Although the condition isn’t usually painful, hemifacial spasms can cause frustration and anxiety for people who live with the neurological disorder. The most common cause of hemifacial spasm is a compressed facial nerve. Usually, the nerve is compressed by an abnormal blood vessel or artery.

Hemifacial spasm symptoms can be slightly different for everyone. Twitches around the eye, cheek and corner of the mouth on one side of the face are the most common signs.

Severe spasms can pull the eyelid entirely closed and cause the eye to water, which can interfere with vision. Some people also experience spasms that cause ear pain and hearing loss. Unlike other facial nerve disorders like trigeminal neuralgia , hemifacial spasm symptoms can continue during sleep.

Facial nerve compression is the most common cause of hemifacial spasm. Vascular abnormalities are usually the source of the compression. Abnormal veins or arteries touch a facial nerve and trigger electrical impulses that cause involuntary muscle movements.

Vascular disorders that can cause facial nerve compression include:

In some cases, brain tumors or lesions can also press on facial nerves. Bell’s palsy, a condition that causes paralysis and drooping on one side of the face from facial nerve trauma, can contribute to hemifacial spasm.

See a doctor right away if you experience any signs of twitching, drooping or other involuntary movements on one side of your face. While a hemifacial spasm is not considered a medical emergency, it’s extremely important to rule out the possibility of a more serious condition like a transient ischemic attack (TIA), sometimes called a mini-stroke.

A doctor should also conduct diagnostic tests to determine the underlying cause of your facial nerve compression. Magnetic resonance imaging, or MRI, can rule out the possibility of a stroke or tumor.
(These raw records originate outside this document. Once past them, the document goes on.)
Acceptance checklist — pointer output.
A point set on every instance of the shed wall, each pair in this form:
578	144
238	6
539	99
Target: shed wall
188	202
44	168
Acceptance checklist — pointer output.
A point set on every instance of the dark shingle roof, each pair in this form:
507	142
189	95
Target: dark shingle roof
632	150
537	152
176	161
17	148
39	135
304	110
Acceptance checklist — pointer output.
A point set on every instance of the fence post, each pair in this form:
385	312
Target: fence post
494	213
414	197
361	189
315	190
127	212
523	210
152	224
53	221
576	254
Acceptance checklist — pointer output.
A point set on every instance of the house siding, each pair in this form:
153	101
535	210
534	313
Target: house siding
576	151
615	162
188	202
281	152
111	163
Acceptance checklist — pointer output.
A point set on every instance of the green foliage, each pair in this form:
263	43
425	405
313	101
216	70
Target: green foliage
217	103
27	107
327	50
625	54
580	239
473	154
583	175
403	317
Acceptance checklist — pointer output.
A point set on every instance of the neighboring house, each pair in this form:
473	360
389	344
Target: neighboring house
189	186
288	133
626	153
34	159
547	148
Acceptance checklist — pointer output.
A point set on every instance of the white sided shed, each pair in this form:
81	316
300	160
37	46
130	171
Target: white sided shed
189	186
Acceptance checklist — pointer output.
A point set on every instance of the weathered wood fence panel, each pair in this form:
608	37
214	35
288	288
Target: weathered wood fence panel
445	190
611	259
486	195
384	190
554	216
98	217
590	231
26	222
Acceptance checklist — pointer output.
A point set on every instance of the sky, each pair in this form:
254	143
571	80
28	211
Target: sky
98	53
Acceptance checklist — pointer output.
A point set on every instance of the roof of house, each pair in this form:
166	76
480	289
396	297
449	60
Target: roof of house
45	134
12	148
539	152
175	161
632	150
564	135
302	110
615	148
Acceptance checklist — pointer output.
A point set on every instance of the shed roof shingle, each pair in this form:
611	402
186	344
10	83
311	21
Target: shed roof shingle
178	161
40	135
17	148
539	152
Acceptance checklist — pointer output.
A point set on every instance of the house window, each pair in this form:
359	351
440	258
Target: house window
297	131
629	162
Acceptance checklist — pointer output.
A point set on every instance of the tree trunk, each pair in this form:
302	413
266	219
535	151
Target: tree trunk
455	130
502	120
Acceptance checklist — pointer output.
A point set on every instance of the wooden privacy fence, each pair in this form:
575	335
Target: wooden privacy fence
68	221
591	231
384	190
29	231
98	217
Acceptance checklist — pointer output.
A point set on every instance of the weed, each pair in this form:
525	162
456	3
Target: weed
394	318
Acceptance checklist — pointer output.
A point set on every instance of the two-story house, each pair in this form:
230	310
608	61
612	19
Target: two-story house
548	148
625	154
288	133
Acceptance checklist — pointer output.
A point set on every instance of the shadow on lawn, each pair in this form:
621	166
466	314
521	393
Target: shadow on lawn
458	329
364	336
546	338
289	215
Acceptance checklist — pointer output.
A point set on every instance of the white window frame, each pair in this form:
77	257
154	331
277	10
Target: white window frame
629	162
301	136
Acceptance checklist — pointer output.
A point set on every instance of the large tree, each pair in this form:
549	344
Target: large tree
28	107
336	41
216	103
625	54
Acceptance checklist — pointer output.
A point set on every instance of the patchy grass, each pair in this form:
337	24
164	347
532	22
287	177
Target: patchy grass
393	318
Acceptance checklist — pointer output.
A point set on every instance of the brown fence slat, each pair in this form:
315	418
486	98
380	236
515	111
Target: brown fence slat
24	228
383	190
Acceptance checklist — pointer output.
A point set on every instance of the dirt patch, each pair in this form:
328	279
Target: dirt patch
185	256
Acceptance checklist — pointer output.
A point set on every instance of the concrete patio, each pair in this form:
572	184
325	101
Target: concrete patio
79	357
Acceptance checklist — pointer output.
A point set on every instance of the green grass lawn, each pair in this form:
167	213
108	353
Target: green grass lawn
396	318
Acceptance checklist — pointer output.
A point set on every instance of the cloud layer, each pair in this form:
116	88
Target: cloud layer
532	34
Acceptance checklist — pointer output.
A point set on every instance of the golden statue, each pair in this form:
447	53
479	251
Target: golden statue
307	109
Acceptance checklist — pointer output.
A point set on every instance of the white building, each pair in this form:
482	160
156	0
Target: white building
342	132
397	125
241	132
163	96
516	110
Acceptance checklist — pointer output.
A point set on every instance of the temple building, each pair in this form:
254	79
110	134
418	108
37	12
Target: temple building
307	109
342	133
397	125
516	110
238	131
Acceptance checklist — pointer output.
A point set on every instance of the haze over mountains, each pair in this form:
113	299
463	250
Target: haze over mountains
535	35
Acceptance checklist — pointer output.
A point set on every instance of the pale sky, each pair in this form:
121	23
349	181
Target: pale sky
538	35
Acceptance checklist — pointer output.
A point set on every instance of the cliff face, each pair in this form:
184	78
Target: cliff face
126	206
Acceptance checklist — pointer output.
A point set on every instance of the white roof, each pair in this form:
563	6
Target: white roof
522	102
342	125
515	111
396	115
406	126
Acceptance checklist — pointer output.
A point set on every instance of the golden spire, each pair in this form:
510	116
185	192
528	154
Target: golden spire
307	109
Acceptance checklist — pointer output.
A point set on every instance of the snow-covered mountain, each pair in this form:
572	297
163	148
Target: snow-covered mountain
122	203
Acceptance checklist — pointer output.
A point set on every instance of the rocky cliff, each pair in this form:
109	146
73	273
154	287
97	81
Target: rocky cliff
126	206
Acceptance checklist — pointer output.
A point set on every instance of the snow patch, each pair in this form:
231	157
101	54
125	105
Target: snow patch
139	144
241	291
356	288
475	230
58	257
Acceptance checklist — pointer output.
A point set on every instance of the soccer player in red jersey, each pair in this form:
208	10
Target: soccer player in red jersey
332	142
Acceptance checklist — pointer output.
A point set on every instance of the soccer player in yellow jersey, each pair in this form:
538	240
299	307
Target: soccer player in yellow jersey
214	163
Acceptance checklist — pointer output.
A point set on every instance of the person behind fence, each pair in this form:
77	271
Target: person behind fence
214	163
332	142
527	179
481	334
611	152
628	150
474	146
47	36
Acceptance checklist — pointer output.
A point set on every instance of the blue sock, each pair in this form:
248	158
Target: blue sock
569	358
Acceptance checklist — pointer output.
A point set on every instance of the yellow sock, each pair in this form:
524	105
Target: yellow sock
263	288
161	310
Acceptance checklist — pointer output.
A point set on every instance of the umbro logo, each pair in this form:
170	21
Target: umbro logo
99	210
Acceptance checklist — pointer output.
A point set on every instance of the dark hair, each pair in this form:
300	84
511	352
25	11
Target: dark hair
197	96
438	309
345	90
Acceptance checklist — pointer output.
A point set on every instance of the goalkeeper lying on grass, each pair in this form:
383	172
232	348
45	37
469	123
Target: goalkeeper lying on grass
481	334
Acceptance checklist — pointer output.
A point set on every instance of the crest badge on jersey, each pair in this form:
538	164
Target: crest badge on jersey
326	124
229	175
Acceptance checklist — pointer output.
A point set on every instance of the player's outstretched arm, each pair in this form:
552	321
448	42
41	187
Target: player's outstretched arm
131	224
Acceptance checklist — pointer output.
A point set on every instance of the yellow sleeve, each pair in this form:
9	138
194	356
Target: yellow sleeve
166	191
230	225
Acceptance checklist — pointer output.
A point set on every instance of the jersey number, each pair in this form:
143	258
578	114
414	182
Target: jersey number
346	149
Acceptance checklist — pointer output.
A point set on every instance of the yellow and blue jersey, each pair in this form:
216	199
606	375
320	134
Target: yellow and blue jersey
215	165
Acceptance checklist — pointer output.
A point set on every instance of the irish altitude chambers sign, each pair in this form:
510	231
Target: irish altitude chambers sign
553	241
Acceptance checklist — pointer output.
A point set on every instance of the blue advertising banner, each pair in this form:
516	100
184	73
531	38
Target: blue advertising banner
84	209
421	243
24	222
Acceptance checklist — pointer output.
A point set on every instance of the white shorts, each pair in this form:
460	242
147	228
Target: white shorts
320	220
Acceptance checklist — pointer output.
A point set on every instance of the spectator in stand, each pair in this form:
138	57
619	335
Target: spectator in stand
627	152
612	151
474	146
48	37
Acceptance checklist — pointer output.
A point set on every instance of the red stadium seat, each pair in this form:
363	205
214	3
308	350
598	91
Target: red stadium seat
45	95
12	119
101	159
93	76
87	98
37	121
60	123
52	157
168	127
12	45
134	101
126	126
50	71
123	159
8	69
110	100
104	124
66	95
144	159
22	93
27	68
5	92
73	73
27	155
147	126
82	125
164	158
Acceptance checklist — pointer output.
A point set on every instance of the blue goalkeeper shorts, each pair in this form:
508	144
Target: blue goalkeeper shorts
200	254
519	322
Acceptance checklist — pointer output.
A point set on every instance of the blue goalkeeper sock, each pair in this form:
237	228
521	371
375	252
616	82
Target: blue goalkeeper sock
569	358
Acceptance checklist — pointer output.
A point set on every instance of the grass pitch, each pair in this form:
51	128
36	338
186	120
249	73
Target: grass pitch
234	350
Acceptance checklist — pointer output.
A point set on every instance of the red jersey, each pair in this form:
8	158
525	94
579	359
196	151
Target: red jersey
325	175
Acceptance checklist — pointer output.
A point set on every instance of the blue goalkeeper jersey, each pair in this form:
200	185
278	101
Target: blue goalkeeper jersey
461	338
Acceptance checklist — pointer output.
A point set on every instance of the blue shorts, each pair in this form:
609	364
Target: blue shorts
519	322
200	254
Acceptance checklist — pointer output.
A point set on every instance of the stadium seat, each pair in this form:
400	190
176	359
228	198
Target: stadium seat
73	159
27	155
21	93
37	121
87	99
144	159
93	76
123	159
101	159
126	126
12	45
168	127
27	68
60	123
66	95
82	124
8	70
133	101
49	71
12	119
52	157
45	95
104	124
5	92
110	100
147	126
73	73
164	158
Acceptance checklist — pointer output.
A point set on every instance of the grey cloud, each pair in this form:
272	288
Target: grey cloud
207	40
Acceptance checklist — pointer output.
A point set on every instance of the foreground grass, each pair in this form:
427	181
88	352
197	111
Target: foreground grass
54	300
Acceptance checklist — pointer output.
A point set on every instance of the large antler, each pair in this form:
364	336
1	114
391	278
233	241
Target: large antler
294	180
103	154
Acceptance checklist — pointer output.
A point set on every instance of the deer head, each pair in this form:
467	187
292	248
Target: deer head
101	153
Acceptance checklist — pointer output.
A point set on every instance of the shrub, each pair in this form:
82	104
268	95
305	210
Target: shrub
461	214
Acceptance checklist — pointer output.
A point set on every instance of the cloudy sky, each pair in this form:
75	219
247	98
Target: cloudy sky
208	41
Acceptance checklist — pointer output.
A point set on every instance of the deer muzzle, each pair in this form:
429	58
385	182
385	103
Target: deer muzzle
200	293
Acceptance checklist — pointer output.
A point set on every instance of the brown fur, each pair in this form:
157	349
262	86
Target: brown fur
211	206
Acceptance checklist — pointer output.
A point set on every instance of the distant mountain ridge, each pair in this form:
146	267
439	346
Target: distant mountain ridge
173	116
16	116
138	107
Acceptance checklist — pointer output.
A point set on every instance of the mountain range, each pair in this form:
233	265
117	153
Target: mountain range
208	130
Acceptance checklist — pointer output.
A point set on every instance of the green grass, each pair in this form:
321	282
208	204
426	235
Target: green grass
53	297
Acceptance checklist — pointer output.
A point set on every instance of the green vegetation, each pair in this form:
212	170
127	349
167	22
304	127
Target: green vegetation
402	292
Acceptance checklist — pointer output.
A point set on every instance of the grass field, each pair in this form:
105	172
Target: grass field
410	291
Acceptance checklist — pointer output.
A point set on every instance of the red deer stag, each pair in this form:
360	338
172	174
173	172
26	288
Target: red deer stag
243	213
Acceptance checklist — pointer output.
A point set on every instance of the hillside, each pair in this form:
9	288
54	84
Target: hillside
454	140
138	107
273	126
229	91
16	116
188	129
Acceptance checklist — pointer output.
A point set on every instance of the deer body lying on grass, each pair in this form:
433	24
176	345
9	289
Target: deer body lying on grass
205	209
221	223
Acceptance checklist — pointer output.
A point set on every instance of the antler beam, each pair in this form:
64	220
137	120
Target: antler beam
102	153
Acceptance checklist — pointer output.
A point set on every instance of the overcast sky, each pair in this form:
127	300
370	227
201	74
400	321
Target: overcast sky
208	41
An angiogram, which is a type of X-ray that uses dye to create a map of your body’s blood vessels, can reveal vascular abnormalities in the brain.

A study of nerve conduction in the face can also be useful to confirm a hemifacial spasm diagnosis. An electromyogram (EMG) and a nerve conduction velocity (NCV) study can measure muscle and nerve activity.

Medications like anticonvulsants can help reduce the severity of facial twitches from hemifacial spasm. Muscle-relaxing injections such as Botox® may also be recommended as a nonsurgical approach to hemifacial spasm treatment.

Hemifacial Spasm Surgery: Microvascular Decompression

Microvascular decompression is a minimally invasive procedure that separates nerves from the veins or arteries that may be exerting pressure on them. During this procedure, a surgeon makes a small incision behind your ear and removes a very tiny piece of the skull. After gaining access to the compressed nerve, a special type of sponge is placed between the nerve and blood vessel to eliminate pressure.

A Team Approach for Exceptional Outcomes

Our multidisciplinary care team uses the most innovative technology available to provide you with the best possible care. From diagnosis to rehabilitation and everything in between, we deliver exceptional outcomes and compassionate care for you and the people you love.